Previously, if an agency needed to go out of service they could call a neighbor and request coverage, a procedure not broadly complied with.

“The new plan doesn’t allow for that,” Krogler said. “I don’t see us moving anywhere with the new plan. It doesn’t affect us for staffing.”

He said the 911 Center dispatching the city is “another path we’re venturing down.”

RECRUITMENT EFFORT UNDERWHELMS

Late last year, EmergyCare announced the offering of an EMS academy in the county that would pay applicants while they were being trained and then guarantee them a job at the end.

Todd Steele, the agency’s director of operations, said three individuals applied.
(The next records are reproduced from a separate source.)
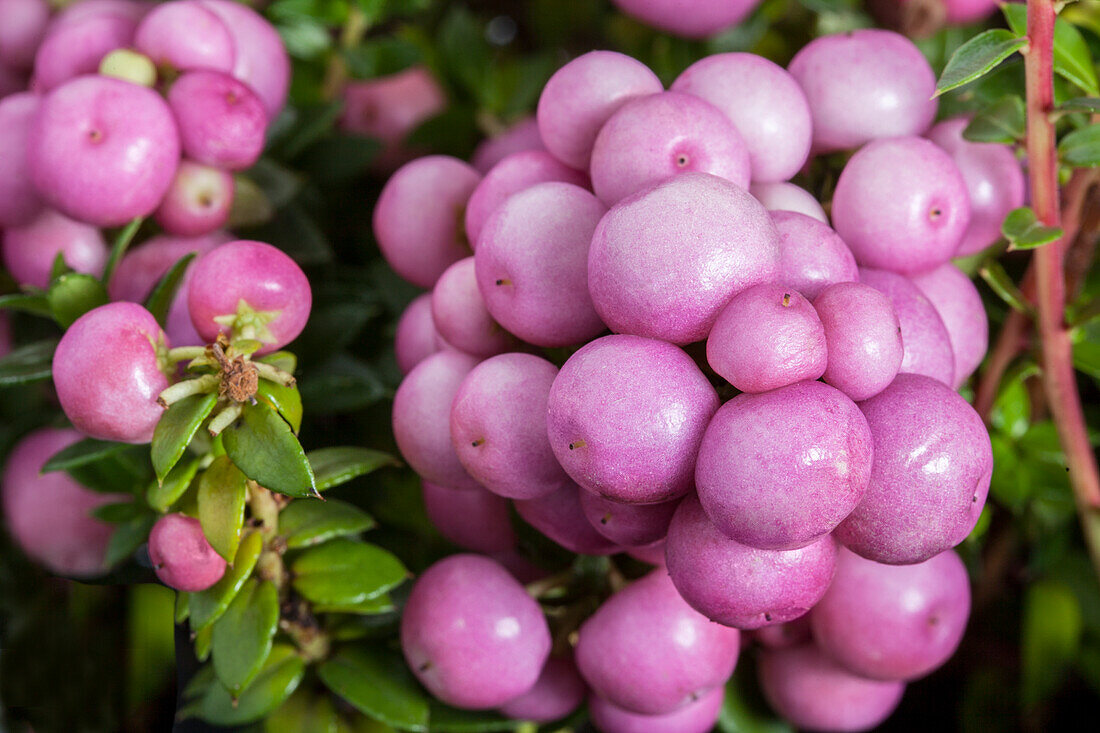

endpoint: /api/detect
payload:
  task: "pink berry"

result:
[590,91,749,206]
[589,173,780,343]
[168,69,267,171]
[547,336,718,504]
[706,283,827,393]
[672,52,813,182]
[374,155,481,288]
[187,240,312,353]
[771,211,859,300]
[3,209,107,288]
[666,496,836,628]
[788,29,937,152]
[26,76,179,227]
[836,374,993,565]
[155,161,233,237]
[758,644,905,732]
[811,549,970,680]
[814,283,904,402]
[833,138,970,273]
[575,570,740,715]
[402,555,550,709]
[538,51,663,171]
[475,179,607,347]
[149,514,226,593]
[422,481,516,555]
[53,303,169,442]
[450,353,569,499]
[927,117,1027,256]
[2,428,128,578]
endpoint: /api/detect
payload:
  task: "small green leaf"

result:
[145,252,198,328]
[196,644,306,725]
[46,272,109,328]
[309,446,402,491]
[278,499,375,549]
[936,28,1027,96]
[0,339,57,387]
[189,532,264,632]
[1058,124,1100,167]
[317,646,428,731]
[152,393,218,481]
[0,292,54,318]
[292,538,408,604]
[212,578,278,697]
[101,217,145,285]
[1021,580,1081,709]
[145,458,201,513]
[963,95,1026,144]
[198,456,248,562]
[1001,206,1063,250]
[256,380,301,435]
[221,403,316,497]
They declined to offer two applicants and a third turned down their offer.

That information turned into a broader discussion about possible funding streams for EMS.

“We can’t continue to go to the taxpayers but that’s the only direction we can go,” Pascuzzi said.

Krogler said “small municipalities can’t afford it individually” but suggested a county-level approach that “could cover those areas…. The state has to realize they have to do something else and they don’t want to do anything.”

Dave Basnak, EmergyCare’s executive director, said he is interested in the idea of a small charge on cell phones.

“When you look at the number of devices out there, what that has the potential fund is a big chunk of what we’re talking about,” he said.

Basnak pointed out that other initiatives across the state will get funded while “we’re talking about people’s lives and the health and safety of our communities…. That’s what’s unfortunate… because EMS and fire have been so resilient through the years.”

If the funding won’t come down the line, other ideas will have to be explored.

That includes inter-agency collaboration.

To that end, Pascuzzi said five municipalities — Sheffield, Cherry Grove, Clarendon, Mead and Pleasant townships — are “looking at an intergovernmental agreement as it related to fire and EMS. Initial meetings have just started.

“(We are) looking at what we can do collectively, that there is a move afoot to try to come up with a solution in that neighborhood.”